Es kam letztlich nicht zu einem wirklichen Kontakt noch zu einem ausführlichen Bericht. Über den Holocaust in reiner Chronisten-Manier etwas aufzuschreiben, war dem Angesprochenen unmöglich. Die ‚den überlebenden Juden auf der Seele brennenden Fragen von Schuld und Sühne, von Moral und Ethik ließen sich nicht in die Raster gewohnter Historie pressen.‘ [Joist Grolle, a. a. O., S. 59f.] Den Überlebenden der KZs fällt es bekanntlich bis heute schwer, mit ihren Kindern über die grauenvolle Zeit der Verfolgung und Vernichtung zu sprechen.

Noch weniger waren und sind natürlich die Täter, die aktiv an der Durchsetzung der NS-Herrschaft beteiligt gewesen waren, aber auch die Masse der Mitläufer, zu Äußerungen über ihre Beteiligung an der Nazi-Vergangenheit zu bewegen. Sie wollten, so hieß es, ‚die kritische Zeit nach Möglichkeit ganz aus ihrem Gedächtnis löschen‘. ‚Der unvermittelte Bruch zwischen dem Gestern und Heute, die schmerzhaften Risse in den Lebensgeschichten, die Spannung zwischen Opportunität und Erinnerung – all dies hat die notwendige Vergangenheitsarbeit belastet und schließlich scheitern lassen.‘ [Joist Grolle, a. a. O., S. 64.] Auch wenn es zahlreiche Filme und Vorträge über die Naziherrschaft gab, so wurde doch in den Familien meist geschwiegen, auch in den Schulen gab es kaum offene Gespräche.

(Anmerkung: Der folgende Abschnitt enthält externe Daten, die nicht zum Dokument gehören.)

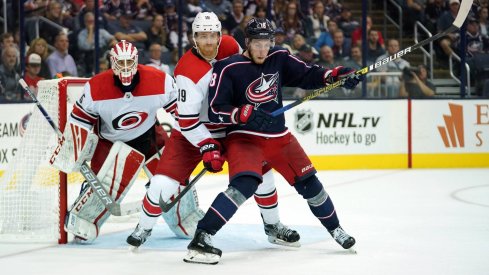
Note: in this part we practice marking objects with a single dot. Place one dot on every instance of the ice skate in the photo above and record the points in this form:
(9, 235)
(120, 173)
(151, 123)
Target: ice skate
(342, 238)
(282, 235)
(201, 251)
(138, 237)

Ein Mitläufer war auch Dr. K.D. Möller gewesen, dessen Auftragsarbeit ‚Das letzte Kapitel. Geschichte der Kapitulation Hamburgs‘ erst gelobt und unterstützt, dann als Rechtfertigung des Gauleiters Kaufmann und anderer Nazis verstanden und abgelehnt wurde. Sowohl er wie seine Arbeit wurden zu einem Politikum, an dem große Teile der Stadt Hamburgs teilnahmen. Möller berichtete aus der Sicht des Mitläufers, der selbst dem Irrtum zeitweilig verfallen war, diesen aber als solchen mittlerweile erkannt hatte. Er versuchte, sich aufrichtig mit der Realität der Nazizeit, eben auch mit der eigenen Vergangenheit, auseinanderzusetzen und sie besser zu verstehen. Wenn man will, kann man das auch als Trauerarbeit bezeichnen, die aber offenbar damals von niemandem gewollt und von keinem der Kontrahenten als notwendige und heilende Schuldverarbeitung verstanden wurde.

Stehen wir solchen Prozessen der schmerzlichen Erinnerungsarbeit mittlerweile offener und einfühlender gegenüber? Ertragen wir es, uns mit unserer Schuld – auch wenn es für die meisten nur noch eine historische Schuld ist – ohne Selbstidealisierung, ohne Abwehr und Verleugnung zu konfrontieren? Indem Möllers Versuch einer aufrichtigen, wenn auch oft unbeholfenen und ungenügend informierten Auseinandersetzung mit der unmittelbaren Vergangenheit Hamburgs und seinem eigenen Mitläufertum so radikal abgelehnt wurde und zu seiner Entlassung führte, wurde damit einer der vielen Anfänge gesetzt für ein kollektives Beschweigen, für das Entstehen einer Lebenslüge, die mit untergründigem Selbsthass verbunden ist, der wiederum danach drängt, ein Objekt in der Außenwelt zu finden, auf das er seinen Hass verschieben kann.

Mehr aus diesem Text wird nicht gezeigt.